After President Sheikh Khalifa issued a law enabling transplants of organs from dead people, hospitals in the UAE are now coming up with lists of patients with kidney failure in an attempt to identify potential candidates for organ transplants from deceased individuals. Doctors are looking forward to the implementation of the proposed transplant process next month.
"We will have a group of patients ready should an organ be available," announced Dr. Nick Richards, chief executive officer and chief medical officer of Seha’s dialysis services. An official agreement on this notion of transplanted organs from dead people had already been made over two years ago.
“The new law regulates transplantation of human organs and tissues, which saves many lives and restores essential functions for many otherwise untreatable patients,” Dr. Ameen Al Amiri, assistant undersecretary at the Ministry of Health and Prevention for Public Health Policy and Licensing, explained to Gulf News. Such law does not allow the sale of human organs and other body parts while their unlicensed advertising is banned as well. In addition, the new law allows donations of bone marrow from minors and legally incompetent individuals, given that the marrow will be used in transplants for their parents, siblings or children.
The law, however, permits donation of bone marrow from minors or legally incompetent persons, provided that the marrow is transplanted in parents, siblings or children of the donor. Written consent from the donor’s guardian is required in this case.
However, at the time of the declaration of this transplant law, it was still necessary to come up with a consensus relating to the concept of brain death. In 2013, the first kidney transplant was performed from a deceased Saudi donor to a 23-year-old woman in Abu Dhabi. The surgery was carried out at Seha’s Sheikh Khalifa Medical City, as reported in The National.

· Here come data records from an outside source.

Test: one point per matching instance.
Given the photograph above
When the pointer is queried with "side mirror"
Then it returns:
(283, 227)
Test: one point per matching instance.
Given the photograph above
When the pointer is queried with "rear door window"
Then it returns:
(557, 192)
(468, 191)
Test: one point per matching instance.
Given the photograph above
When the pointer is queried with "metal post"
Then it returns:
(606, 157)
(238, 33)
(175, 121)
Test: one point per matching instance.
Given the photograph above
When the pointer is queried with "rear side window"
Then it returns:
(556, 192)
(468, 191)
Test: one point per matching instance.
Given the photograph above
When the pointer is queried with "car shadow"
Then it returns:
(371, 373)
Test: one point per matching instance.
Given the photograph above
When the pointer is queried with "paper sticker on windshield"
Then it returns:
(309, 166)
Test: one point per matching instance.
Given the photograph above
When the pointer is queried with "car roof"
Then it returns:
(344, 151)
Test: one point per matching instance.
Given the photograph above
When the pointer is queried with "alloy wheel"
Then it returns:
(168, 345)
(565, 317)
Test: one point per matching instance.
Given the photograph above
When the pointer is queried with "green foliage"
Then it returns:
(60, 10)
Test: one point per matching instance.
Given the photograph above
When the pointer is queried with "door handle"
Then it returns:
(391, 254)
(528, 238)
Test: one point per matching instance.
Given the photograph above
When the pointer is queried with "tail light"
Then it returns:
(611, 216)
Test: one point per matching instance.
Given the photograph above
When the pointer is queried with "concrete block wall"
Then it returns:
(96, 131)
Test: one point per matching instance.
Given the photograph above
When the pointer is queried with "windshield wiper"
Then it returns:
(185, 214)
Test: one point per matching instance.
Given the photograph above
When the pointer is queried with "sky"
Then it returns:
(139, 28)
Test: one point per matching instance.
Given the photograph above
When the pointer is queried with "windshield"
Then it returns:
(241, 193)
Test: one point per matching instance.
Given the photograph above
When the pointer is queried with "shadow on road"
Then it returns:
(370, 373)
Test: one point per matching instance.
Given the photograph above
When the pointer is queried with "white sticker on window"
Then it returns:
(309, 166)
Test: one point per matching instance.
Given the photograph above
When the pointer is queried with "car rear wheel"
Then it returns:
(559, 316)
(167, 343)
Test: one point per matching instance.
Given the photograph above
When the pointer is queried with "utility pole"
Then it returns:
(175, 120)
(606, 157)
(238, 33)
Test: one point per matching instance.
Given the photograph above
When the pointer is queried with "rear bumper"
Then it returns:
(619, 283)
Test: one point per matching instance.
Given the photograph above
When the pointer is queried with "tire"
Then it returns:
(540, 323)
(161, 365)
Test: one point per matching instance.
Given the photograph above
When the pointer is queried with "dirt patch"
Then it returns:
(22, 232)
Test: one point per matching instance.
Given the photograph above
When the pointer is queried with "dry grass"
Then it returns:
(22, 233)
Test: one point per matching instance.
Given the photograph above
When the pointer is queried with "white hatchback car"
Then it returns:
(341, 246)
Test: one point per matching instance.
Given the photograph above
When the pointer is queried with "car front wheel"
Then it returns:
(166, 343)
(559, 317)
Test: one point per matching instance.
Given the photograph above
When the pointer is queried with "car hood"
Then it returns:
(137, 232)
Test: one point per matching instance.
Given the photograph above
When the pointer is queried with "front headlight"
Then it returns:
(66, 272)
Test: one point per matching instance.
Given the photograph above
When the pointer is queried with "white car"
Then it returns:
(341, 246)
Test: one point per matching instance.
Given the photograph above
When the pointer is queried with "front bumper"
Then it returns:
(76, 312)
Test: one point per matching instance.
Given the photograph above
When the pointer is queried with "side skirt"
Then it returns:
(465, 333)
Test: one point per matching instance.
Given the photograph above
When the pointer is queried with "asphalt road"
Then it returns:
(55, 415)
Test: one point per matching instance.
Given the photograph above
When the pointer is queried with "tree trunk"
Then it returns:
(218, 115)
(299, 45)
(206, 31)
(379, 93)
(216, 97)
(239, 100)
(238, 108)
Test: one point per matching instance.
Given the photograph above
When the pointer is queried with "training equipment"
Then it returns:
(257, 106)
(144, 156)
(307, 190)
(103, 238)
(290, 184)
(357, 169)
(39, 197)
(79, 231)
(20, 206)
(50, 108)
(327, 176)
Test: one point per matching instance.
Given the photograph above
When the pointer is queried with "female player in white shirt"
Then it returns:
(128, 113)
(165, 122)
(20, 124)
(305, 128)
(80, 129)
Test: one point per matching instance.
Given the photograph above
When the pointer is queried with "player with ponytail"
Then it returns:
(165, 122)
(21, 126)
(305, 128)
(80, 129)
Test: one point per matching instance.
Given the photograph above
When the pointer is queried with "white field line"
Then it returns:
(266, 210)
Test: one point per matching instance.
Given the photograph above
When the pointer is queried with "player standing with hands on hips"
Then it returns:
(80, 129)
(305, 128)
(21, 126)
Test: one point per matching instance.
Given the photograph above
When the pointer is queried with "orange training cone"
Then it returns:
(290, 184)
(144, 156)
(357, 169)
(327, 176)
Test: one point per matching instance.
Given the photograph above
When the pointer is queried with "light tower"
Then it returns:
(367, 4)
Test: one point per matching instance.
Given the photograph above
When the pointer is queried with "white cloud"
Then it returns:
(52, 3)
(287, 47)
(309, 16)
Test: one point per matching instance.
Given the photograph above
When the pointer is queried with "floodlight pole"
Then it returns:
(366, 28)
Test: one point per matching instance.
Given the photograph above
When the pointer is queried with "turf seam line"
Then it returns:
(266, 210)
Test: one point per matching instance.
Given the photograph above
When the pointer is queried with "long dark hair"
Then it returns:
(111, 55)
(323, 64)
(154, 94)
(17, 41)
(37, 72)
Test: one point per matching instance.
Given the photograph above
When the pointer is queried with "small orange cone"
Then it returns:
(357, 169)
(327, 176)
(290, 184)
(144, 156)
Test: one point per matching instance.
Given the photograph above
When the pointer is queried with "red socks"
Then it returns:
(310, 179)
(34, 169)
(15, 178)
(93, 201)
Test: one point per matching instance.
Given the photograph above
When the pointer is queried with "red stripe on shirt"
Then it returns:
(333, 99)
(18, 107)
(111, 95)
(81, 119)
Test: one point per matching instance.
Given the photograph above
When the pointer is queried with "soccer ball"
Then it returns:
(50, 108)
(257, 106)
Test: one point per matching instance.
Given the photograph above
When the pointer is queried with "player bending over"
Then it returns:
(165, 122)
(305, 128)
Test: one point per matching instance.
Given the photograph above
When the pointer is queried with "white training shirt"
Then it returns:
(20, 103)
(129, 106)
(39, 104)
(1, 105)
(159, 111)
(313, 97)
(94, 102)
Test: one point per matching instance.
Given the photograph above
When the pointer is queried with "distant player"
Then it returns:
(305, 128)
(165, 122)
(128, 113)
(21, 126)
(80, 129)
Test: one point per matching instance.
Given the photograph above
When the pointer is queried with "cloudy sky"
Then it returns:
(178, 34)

According to Richards, he looks forward to donations from deceased donors over the next few months. However, other physicians and patients alike believe that proper education on this process is of great importance. Kidney transplants using dead people’s organs should also be formally introduced in other parts of the world.
"It’s about informing people and having discussions with the relative," he said. "There will be some people, like in Europe, whose relatives will refuse, and that must be respected."
Spain has currently reported the highest number of kidney transplants in the world where at least 44 transplants are made annually on every million of the population. In Abu Dhabi, there are 1,100 patients on dialysis while 30 to 40 transplants are made annually at Sheikh Khalifa Medical City.